Regarding A.), which I believe is likely to gain some attention, the District argues that there is no such evidence, and bases much of their argument on selective reading of US v. Miller, 1939 (the main 2A Supreme Court case to date), on academic works by Gary Wills, Saul Cornell, and papers published in the controversial Chicago-Kent Law Review. Incidentally, Cornell and the Kent review have been funded heavily by the Joyce Foundation of Chicago, an organization that also heavily funds groups such as Violence Policy Center, Legal Community Against Violence, International Association of Chiefs of Police, as well as myriad public health and injury research program, all of which are thinly veiled as legitimate violence prevention and research advocates.
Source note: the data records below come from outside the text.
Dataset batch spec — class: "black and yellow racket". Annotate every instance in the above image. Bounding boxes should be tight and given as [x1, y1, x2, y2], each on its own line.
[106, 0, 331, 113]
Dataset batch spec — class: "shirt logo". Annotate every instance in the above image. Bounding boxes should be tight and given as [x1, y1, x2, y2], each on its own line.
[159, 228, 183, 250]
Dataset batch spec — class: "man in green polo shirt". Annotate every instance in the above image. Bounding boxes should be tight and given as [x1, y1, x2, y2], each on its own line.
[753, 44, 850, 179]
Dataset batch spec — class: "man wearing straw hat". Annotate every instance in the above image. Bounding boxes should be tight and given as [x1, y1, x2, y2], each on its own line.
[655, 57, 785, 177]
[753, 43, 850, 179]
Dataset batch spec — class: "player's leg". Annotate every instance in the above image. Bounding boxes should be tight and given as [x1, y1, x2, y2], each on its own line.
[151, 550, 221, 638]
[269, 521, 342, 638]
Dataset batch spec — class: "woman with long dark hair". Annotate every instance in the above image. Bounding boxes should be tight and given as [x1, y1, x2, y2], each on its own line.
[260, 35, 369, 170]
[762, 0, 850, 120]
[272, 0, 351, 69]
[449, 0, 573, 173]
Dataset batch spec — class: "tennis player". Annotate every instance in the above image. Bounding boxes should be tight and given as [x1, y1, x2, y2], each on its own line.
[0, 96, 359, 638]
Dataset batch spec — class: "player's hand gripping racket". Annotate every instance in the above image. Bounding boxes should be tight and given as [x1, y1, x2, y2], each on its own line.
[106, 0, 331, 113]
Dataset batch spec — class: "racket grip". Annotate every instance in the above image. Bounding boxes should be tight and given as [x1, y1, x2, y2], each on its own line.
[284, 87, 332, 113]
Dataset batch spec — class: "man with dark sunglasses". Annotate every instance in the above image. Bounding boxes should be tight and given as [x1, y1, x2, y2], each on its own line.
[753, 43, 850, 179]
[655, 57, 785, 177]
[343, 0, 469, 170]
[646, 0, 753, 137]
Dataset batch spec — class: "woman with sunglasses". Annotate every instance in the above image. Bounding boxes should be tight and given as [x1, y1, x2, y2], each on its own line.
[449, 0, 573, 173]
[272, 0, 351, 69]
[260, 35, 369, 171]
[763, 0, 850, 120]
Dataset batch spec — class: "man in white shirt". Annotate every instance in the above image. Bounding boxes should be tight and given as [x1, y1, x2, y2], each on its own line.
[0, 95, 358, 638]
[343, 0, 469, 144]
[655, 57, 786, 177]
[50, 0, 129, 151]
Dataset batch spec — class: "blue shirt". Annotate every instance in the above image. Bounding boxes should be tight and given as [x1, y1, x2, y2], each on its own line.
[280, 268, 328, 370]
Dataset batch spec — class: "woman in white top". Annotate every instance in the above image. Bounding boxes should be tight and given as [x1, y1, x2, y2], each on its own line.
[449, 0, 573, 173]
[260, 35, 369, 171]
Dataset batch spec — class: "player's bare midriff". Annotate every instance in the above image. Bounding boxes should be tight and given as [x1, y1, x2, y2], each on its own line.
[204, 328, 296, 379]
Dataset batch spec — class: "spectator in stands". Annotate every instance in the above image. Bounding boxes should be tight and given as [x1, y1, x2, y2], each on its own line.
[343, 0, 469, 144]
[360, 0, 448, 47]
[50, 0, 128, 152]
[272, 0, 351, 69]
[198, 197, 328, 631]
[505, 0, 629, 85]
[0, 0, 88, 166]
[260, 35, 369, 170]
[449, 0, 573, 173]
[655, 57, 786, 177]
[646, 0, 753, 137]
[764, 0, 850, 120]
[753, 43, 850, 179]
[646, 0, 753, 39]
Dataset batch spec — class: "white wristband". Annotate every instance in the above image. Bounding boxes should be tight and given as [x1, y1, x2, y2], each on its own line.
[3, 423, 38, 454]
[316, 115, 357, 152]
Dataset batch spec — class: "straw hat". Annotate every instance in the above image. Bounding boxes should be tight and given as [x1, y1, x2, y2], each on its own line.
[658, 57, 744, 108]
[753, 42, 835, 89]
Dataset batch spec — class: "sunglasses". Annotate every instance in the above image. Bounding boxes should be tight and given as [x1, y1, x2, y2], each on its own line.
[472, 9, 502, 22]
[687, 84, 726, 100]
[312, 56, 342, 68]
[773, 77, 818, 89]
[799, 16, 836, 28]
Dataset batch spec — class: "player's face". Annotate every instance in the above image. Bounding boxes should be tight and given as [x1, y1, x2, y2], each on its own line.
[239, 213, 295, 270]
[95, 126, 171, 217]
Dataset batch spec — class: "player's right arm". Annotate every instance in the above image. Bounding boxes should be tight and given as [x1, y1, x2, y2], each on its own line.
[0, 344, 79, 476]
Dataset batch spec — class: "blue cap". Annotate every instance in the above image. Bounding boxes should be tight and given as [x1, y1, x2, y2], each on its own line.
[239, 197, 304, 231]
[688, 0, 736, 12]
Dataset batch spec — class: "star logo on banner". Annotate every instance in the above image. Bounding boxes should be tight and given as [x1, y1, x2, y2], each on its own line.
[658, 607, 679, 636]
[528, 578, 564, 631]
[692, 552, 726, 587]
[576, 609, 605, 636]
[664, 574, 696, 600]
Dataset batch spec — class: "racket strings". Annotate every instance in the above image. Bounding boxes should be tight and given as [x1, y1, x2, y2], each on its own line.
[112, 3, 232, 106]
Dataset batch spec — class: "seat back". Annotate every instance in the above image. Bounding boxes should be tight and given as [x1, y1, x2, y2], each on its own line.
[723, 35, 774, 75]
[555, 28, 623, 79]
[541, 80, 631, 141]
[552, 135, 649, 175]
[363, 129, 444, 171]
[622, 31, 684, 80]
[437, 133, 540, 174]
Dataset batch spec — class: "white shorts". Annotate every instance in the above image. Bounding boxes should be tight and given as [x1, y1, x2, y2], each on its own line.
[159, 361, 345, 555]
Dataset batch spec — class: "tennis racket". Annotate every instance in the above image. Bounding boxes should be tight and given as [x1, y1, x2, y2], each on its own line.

One does not have to look far to realize that the common if not principal theme among these organizations is the advocacy of strict gun control laws or any such policy that reduces the number of firearms in the hands of Americans, lawful or otherwise. It is not a stretch for me to say that this biased advocacy, as well as the juggernaut of literature propped up by this funding, will be clearly evident to and taken into consideration by the Supreme Court Justices. In a Tennessee Law Review paper, Kates et al. (1994) effectively expose the motives and intent of such organizations and the research they fund, summarized as follows: “…the anti-gun health advocacy literature is a ‘sagecraft’ in which partisan academic ‘sages’ prostitute scholarship, systematically inventing, misinterpreting, selecting, or otherwise manipulating data to validate preordained political conclusions.” The Kates et al. paper is available here (
http://www.guncite.com/journals/tennmed.html ). Needless to say, this web of special interest funding and the partisan literature it has created is controversial in as much as it is biased. Such evidence will be available to the Justices and I predict that they will see through much (in terms of reasonable doubt) of this special interest literature. These statements also apply to the 3rd section of DC’s argument (see below), where it is argued that their gun control laws are reasonable because they do what they are supposed to do – reduce crime and enhance public safety – as evidenced by the results reported in the anti-gun health advocacy literature.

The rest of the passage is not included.